Systemd supremo Lennart Poettering leaves Red Hat for Microsoft
To considerable amusement in the Linux community, the infamous lead developer of systemd has a new job – at Microsoft.
The news surfaced on a Fedora mailing list when someone found that they were unable to tag Poettering in a bug report because his Red Hat Bugzilla account was disabled, to which Poettering responded that he had created a personal account.
This has caused much merriment in comment threads on sites such as Phoronix, Hacker News, and Slashdot, from "Welcome home, Agent Poettering!" to "Good work!" to various quips about future combined Linux-plus-Windows operating systems.
Although near universally adopted in almost every mainstream Linux distribution, systemd remains highly controversial, as The Reg has covered at considerable length. Despite all the furor, systemd is merely one example of a trend towards richer systems-management tools on modern xNix systems, such as SMF in Solaris and its various open-source descendants or Apple's launchd. ...
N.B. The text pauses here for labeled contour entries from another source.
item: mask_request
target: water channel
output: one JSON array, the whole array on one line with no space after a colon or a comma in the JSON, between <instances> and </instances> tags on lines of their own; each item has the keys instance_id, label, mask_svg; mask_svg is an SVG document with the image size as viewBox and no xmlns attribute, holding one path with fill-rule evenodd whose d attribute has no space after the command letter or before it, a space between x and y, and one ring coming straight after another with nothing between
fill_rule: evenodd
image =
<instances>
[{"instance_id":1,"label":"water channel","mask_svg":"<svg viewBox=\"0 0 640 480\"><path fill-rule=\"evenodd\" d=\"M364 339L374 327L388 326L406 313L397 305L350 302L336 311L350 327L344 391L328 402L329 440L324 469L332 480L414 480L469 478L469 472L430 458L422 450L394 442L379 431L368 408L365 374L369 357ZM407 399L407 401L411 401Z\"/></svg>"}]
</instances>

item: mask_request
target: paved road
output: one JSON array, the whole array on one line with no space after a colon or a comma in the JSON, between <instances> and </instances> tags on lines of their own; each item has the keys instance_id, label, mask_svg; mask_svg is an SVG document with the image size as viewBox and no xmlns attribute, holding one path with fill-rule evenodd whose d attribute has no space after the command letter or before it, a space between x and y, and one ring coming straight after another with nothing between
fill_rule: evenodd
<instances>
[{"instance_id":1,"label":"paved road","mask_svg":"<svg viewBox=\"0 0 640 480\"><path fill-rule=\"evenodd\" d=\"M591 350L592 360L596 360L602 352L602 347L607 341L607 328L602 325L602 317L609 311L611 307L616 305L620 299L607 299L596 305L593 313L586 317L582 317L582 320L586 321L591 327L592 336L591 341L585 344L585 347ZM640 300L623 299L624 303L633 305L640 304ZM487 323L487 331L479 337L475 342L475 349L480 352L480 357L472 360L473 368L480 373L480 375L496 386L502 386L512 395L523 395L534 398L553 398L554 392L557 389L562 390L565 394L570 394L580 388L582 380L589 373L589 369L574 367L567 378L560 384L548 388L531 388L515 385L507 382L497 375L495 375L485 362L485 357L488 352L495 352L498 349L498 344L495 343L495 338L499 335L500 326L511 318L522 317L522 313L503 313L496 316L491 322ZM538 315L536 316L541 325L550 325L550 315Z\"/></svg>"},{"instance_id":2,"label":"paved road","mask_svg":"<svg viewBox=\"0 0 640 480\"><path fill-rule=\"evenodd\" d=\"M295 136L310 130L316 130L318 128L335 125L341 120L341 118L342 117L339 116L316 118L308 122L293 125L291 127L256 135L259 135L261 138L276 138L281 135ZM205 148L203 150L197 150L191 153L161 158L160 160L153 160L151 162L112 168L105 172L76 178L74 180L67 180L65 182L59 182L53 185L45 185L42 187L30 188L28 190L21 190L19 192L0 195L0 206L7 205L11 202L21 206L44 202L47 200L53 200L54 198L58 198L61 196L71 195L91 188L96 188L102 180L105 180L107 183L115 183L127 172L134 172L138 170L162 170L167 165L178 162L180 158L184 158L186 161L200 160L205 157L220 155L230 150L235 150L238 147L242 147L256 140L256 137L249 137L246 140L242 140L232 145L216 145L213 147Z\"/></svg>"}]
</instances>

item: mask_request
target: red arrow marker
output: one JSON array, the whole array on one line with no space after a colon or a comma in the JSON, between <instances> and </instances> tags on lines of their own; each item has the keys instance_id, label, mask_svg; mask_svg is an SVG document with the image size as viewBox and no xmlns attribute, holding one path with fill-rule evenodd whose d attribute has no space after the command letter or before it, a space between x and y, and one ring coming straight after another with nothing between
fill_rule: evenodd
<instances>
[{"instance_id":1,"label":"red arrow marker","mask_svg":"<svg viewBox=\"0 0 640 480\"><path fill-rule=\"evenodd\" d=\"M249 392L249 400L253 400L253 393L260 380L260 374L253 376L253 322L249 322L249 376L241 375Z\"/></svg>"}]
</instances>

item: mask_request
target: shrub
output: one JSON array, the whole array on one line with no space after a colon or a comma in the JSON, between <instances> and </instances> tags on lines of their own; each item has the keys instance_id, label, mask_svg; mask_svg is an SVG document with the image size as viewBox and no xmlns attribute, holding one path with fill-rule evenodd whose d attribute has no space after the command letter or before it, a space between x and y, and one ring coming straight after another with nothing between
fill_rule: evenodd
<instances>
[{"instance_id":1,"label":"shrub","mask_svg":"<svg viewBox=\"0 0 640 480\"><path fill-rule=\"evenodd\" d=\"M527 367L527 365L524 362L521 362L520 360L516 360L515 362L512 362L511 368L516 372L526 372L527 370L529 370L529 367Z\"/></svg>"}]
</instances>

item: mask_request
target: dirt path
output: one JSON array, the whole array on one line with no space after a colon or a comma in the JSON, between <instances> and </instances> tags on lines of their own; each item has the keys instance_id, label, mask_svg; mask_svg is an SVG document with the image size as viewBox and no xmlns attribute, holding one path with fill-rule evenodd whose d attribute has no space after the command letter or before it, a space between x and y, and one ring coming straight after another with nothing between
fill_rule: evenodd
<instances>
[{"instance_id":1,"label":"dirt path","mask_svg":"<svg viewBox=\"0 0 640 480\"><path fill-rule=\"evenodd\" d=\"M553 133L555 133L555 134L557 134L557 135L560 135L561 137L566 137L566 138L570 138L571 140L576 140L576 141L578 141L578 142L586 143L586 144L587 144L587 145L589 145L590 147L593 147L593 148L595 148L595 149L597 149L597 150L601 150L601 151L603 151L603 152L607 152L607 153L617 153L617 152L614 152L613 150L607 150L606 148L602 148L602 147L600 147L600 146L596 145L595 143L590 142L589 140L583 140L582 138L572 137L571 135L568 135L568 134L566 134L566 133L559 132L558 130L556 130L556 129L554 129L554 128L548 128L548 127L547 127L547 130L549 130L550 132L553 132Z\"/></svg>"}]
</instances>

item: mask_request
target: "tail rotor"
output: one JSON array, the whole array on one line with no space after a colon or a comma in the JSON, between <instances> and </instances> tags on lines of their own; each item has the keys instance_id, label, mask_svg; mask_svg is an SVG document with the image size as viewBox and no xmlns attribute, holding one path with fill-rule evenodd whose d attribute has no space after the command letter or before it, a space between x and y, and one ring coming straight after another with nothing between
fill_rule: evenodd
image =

From about a week ago, though I'd missed it at the time.
This has resonance for those engaged in the Linux community. I've long been strongly leery of systemd, in roughly equal parts based on its design, on Poettering's own exceptionally abrasive personality and disregard for valid technical complaints, and a remarkably (and unpleasantly) fanboi-ish cult which grew up around the system. It's all but entirely dominated Linux distributions, including Debian, which has considerably cooled my own enthusiasm (for both Linux and Debian) over the past few years.